In his report, Carpenter wrote that Walsh's remarks at the Sintra Policy Forum continued the tone of his inaugural press conference — a strong commitment to price stability, but deliberately avoiding the specific path to achieve this goal. Carpenter noted two noteworthy changes:
First, Walsh's phrasing on the dual mandate has become more balanced, shifting from an almost singular focus on inflation to a more explicit acknowledgment of the full employment goal;
Second, Walsh particularly emphasized that the most recent policy meeting (coupled with falling oil prices) has lowered market inflation expectations and term premiums. This statement led Carpenter to believe that a rate hike by the Fed in July is unlikely.
Against the backdrop of uncertainty over the Fed's policy path, Morgan Stanley maintains its baseline forecast of no rate hikes for the full year, meaning the market does not need to price in near-term rate hike risks.
Walsh's Sintra Signal: Balancing the Dual Mandate, Downplaying Urgency of Rate Hikes
Carpenter personally witnessed Walsh's speech at the Sintra Policy Forum and interpreted it as a marginally dovish shift. He noted that Walsh had previously left the market with the impression that price stability was an overwhelming priority, but this speech more clearly incorporated full employment into the policy framework.
More importantly, Walsh proactively pointed out that the policy meeting had pushed down market inflation expectations and term premiums, and mentioned that several "working groups" are being formed and will take time. Carpenter believes that this combination of wording sends a clear signal: the Fed is not in a hurry to act in July.
Data Supporting Patience: Inflation Forecasts Below FOMC Median, Nonfarm Payrolls Provide Buffer
At the fundamental level, Carpenter cited several factors supporting the forecast of no rate hikes. The nonfarm payroll data released last week continues to provide room for the Fed to stay put. Meanwhile, Morgan Stanley's inflation forecasts are significantly lower than the median forecast of FOMC members, and there is a possibility of further significant downward revisions to inflation readings due to methodological revisions to PCE inflation.
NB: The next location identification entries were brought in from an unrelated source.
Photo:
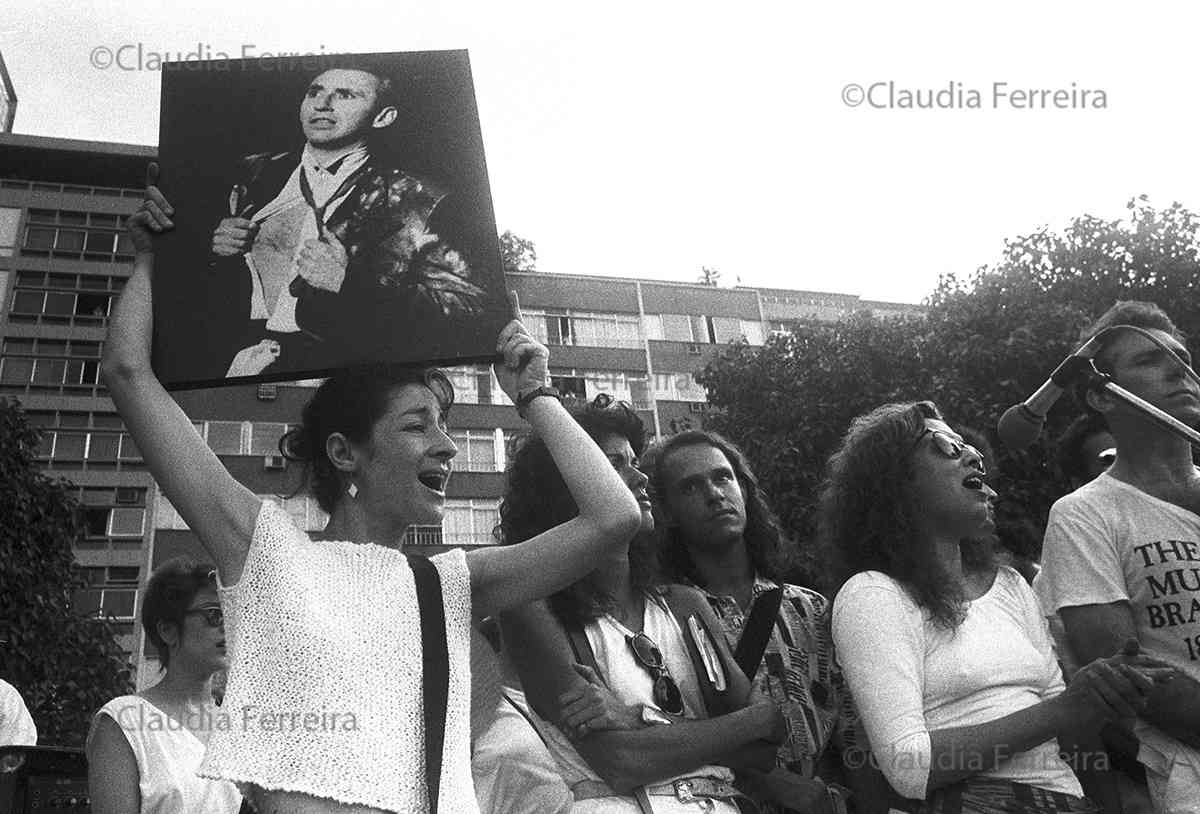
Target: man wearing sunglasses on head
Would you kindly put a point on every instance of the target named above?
(635, 674)
(1121, 551)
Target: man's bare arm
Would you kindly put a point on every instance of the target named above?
(1099, 630)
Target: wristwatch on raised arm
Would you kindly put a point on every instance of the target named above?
(526, 399)
(654, 717)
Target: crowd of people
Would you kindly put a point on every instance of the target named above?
(633, 644)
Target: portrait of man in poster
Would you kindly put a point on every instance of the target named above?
(334, 252)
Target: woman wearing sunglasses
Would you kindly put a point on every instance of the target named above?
(610, 660)
(947, 656)
(143, 749)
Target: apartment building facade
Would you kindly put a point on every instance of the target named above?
(64, 258)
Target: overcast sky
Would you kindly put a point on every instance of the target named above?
(652, 138)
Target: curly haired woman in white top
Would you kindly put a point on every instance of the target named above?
(324, 694)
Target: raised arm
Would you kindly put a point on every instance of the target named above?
(507, 576)
(221, 510)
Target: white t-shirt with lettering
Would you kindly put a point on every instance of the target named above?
(1110, 542)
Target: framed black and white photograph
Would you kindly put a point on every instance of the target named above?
(330, 210)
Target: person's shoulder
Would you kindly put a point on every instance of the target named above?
(867, 580)
(1099, 489)
(814, 599)
(678, 594)
(1009, 580)
(114, 707)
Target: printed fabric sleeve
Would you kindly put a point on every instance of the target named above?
(879, 635)
(1080, 564)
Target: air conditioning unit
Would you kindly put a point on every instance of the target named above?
(129, 496)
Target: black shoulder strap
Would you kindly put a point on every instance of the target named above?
(581, 648)
(712, 671)
(756, 632)
(435, 669)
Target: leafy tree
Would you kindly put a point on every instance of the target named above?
(984, 345)
(65, 665)
(517, 253)
(709, 276)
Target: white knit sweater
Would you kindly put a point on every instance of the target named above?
(324, 693)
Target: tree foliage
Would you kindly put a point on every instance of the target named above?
(65, 665)
(984, 345)
(517, 253)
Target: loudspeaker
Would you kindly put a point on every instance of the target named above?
(36, 779)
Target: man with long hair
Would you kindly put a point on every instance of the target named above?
(719, 533)
(1120, 552)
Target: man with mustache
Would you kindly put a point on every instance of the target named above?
(723, 537)
(335, 247)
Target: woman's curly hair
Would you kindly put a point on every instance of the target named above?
(865, 515)
(771, 551)
(351, 402)
(537, 500)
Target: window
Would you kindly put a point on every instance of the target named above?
(653, 325)
(751, 329)
(477, 385)
(111, 521)
(264, 437)
(10, 221)
(469, 522)
(726, 329)
(570, 385)
(677, 328)
(76, 235)
(303, 509)
(105, 599)
(586, 328)
(423, 536)
(54, 365)
(87, 441)
(225, 437)
(477, 450)
(70, 299)
(678, 387)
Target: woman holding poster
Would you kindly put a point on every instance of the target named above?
(334, 640)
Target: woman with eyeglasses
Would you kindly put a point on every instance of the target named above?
(637, 675)
(353, 698)
(144, 749)
(947, 656)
Carpenter said that the combination of these factors makes him "comfortable" with his judgment of no rate hikes for the full year. Data could certainly change the conclusion, but the current evidence points in the same direction.
AI and Productivity: Not Simply a Bet on Rate Cuts
Carpenter also discussed the impact of artificial intelligence on monetary policy and questioned the popular narrative that "AI will bring deflation and drive rate cuts." He pointed out that the wave of AI capital spending arrived earlier and on a larger scale in the U.S., with a marginal upward effect on inflation in the short term.
More importantly, he raised three counterarguments: First, the state of the business cycle will dominate policy direction; second, the deflationary effect is just one of many impacts; higher productivity will also boost demand through consumption and investment; third, faster productivity growth implies a higher equilibrium interest rate (what economists call r*), further weakening the logic for rate cuts. Carpenter stated bluntly that the simple assertion that AI will inevitably lead to rate cuts is "almost certainly wrong."
ECB Policy Divergence: Possibly Another 25bp Hike in September, but Soft Data Leaves Room for Variables
In contrast to the Fed, the European Central Bank's policy direction is more clearly tilted toward tightening. Carpenter noted in the article that ECB President Christine Lagarde reiterated at Sintra that the June rate hike was a carefully considered decision, not merely a "precautionary hike," which in his view implies room for further rate hikes.
Morgan Stanley's baseline forecast is for the ECB to raise rates by another 25 basis points in September. However, Carpenter also pointed out that last week's soft European inflation data and the sharp drop in oil prices leave room for policy flexibility — if inflation continues to soften or PMIs weaken significantly, the path for another rate hike could be blocked. He believes that a rate hike in July or more than one hike within the year is currently difficult to imagine.